Comment définiriez-vous cette écriture ?

JS - Pour moi je la définis, simplement c’est la voix, mais quant au débat, quand Bilalien au journal de 20h nous parle des cités, c’est toujours une cité archéotypée qui n’a rien à voir avec ce que je sens, avec la parole que j’en ai, avec ce que je sens que ça charrie. Moi, l’écriture que j’obtiens est toujours une écriture presque ethnologique, on pourrait dire, c’est, cette vois là manquait au départ, manquait au monde et cette voix là existe et elle est belle, et elle a sa beauté, son rythme, c’est un langage. Voilà.

Comment s’organisent les séances ?

JS - Moi, systématiquement j’arrive, personne ne touche son stylo, avant au moins 1 heure, on parle, on parle, on parle pour que se dégage les sujets qui nous préoccupent le plus à ce moment là, et puis bien sûr, moi j’ai mon idée, dans un atelier j’ai toujours une marche à suivre, c’est une progression généralement en 12 points, plus, n’empêche que je me laisse aussi guider, évidemment, par les fluctuations, qu’est-ce qui les préoccupe ? Si y a eu un incident dans la semaine, et qu’ils ont très envie d’en parler, on va bifurquer un peu, on va aller voir par là qu’est-ce que ça leur a donné envie de dire, comment on va arriver à faire passer quelque chose ? Moi, je veux toujours qu’on parle, parle, parle, avant, et je tiens énormément à ce qu’à la fin, on publie avec notre voix des textes obtenus ou alors la fois d’après si on a eu besoin d’une semaine pour s’en reconnaître l’auteur, ça on a tout à fait le droit de ça.

Comment procédez-vous ?

JS - Et bien, voilà je viens de le dire, pour à chaque fois, la séance d’après, quand je viens, je relis certains des textes et puis je donne des exemples de trucs qui sont maladroits, qui ne servent à rien, par exemple quand un petit texte nous a amené à penser oh que la vie est injuste c’est pas la peine après de nous faire 3 lignes que tout ceci était injuste, ça va on a compris, ça va.
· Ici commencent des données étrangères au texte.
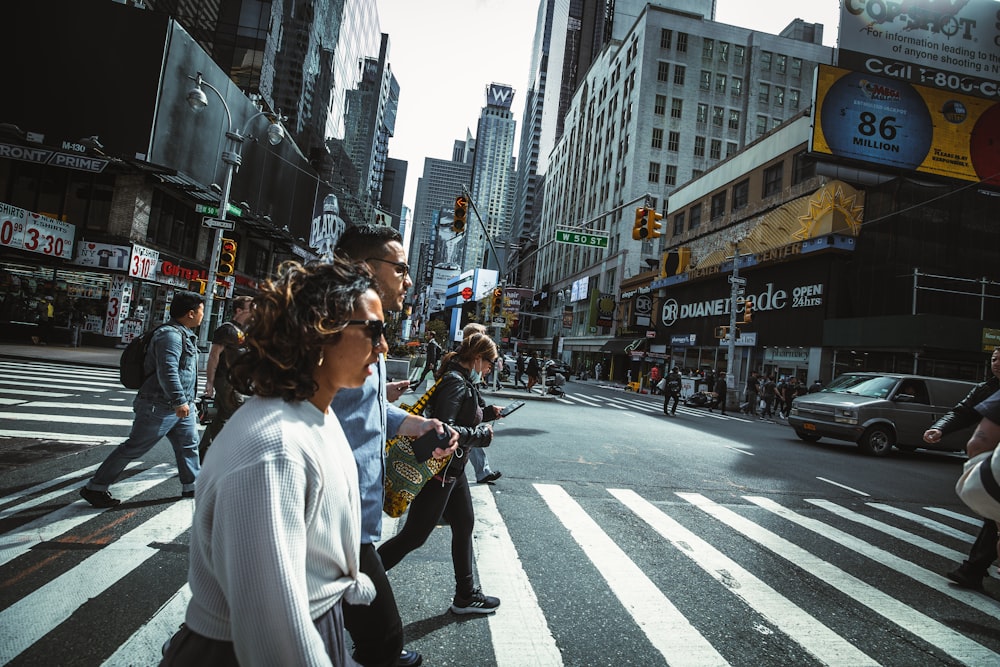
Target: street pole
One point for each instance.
(733, 294)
Ou alors, si certaines introductions sont trop longues, ça c’est un vieux tic scolaire, on a pas besoin d’introduction, on peut commencer directement dans le sujet, en plein, là, je donne toujours mon avis, mais c’est discutable, tout est discutable mais je donne mon avis, là je me suis fait chié mais je ne suis pas le seul, tout le monde, en entendant cette (?) s’est emmerdé et c’est pas la peine d’emmerder les gens. Je parle du texte obtenu, je souligne ce qui est de l’ordre de la réussite et je dis ce qui est indéniablement emmerdant.

Avez-vous une méthode particulière ?

JS - Oui, bien sûr, j’ai cette méthode là, de parler de tout et puis de chaque fois recommencer une séance avec les boulots de la précédente et puis aussi que chaque chose soit entendue, résonne, et puis aussi souvent j’emmène des livres à moi, des trucs que j’ai en bibliothèque et puis je lis, des exemples, je dis "tiens écoutez, là il a parlé d’une chose pendant 3 pages, y dit jamais de quoi il s’agit mais c’est un portrait en creux, si on essaie de faire comme ça...". Voilà, je donne des petits exemples qui moi m’ont aidé, et généralement qui m’a aidé moi et les autres, ça j’ai pu le vérifier.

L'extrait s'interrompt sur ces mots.